Given a list l=[1,2]
I am trying to create a product of permutations. In other words, I am trying to create the following.
from itertools import permutations
l=[1,2]
print([(e1, e2) for e1 in permutations(l) for e2 in permutations(l)])
The above code prints [((1, 2), (1, 2)), ((1, 2), (2, 1)), ((2, 1), (1, 2)), ((2, 1), (2, 1))]
as expected.
However, if I use the code below,
from itertools import permutations
l=[1,2]
lp1 = permutations(l)
lp2 = permutations(l)
print([(e1, e2) for e1 in lp1 for e2 in lp2])
The code prints [((1, 2), (1, 2)), ((1, 2), (2, 1))]
.
I guess this is due to lp1
and lp2
pointing to the same iterator. But I do not understand why this is the case. Is this a intended behavior or is this a bug?
Yes. permutation
is a generator. You can use it only once.

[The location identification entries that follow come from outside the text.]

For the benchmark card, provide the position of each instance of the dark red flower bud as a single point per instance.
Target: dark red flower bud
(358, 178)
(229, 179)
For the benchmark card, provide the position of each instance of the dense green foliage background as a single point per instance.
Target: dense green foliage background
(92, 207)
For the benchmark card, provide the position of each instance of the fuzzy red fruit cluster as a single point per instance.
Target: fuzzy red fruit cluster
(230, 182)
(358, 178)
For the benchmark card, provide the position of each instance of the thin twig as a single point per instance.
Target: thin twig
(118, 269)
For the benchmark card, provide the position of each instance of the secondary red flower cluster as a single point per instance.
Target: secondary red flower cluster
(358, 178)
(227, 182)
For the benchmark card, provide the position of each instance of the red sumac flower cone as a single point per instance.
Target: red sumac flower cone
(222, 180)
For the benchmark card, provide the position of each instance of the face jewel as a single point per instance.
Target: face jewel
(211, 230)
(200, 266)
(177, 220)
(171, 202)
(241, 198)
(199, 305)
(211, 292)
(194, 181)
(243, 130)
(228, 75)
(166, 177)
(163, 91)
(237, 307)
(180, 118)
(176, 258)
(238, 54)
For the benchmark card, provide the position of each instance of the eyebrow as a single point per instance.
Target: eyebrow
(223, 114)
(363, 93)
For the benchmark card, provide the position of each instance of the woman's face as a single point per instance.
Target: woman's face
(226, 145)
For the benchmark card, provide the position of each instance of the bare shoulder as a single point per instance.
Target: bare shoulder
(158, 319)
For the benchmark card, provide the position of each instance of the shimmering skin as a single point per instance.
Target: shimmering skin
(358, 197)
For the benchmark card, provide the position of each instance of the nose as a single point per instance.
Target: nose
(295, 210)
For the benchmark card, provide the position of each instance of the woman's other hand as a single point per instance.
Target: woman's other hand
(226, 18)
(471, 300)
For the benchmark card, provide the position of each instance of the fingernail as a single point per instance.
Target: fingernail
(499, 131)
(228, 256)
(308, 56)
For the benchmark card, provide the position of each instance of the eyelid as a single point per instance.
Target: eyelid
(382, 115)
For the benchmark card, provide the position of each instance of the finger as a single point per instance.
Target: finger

Just to illustrate with an easier example, it is exactly as if you tried
for i in range(3):
for j in enumerate([1,2,3]):
print(i,j)
To get
0 (0, 1)
0 (1, 2)
0 (2, 3)
1 (0, 1)
1 (1, 2)
1 (2, 3)
2 (0, 1)
2 (1, 2)
2 (2, 3)
And then were surprised that
range1=range(3)
range2=enumerate([1,2,3])
for i in range1:
for j in range2:
print(i,j)
was not working as expected, and gives:
0 (0, 1)
0 (1, 2)
0 (2, 3)
Because you need to recreate range2
for each i
iteration. Otherwise, j
with iterates only once. The 2 other times, the iterator is over.
(Edit note: initialy I used range(3)
in my example for range2
. But that is not a good example, since a range is a range, not a generator. So you can use it several times)
Another, simpler way to see it is
r=itertools.permutations([1,2])
list(r)
list(r)
First time, it gives the expected list. Containing everything generated by the generator `permutations([1,2]).
Second time, it gives an empty list. Because generator has nothing else to generate.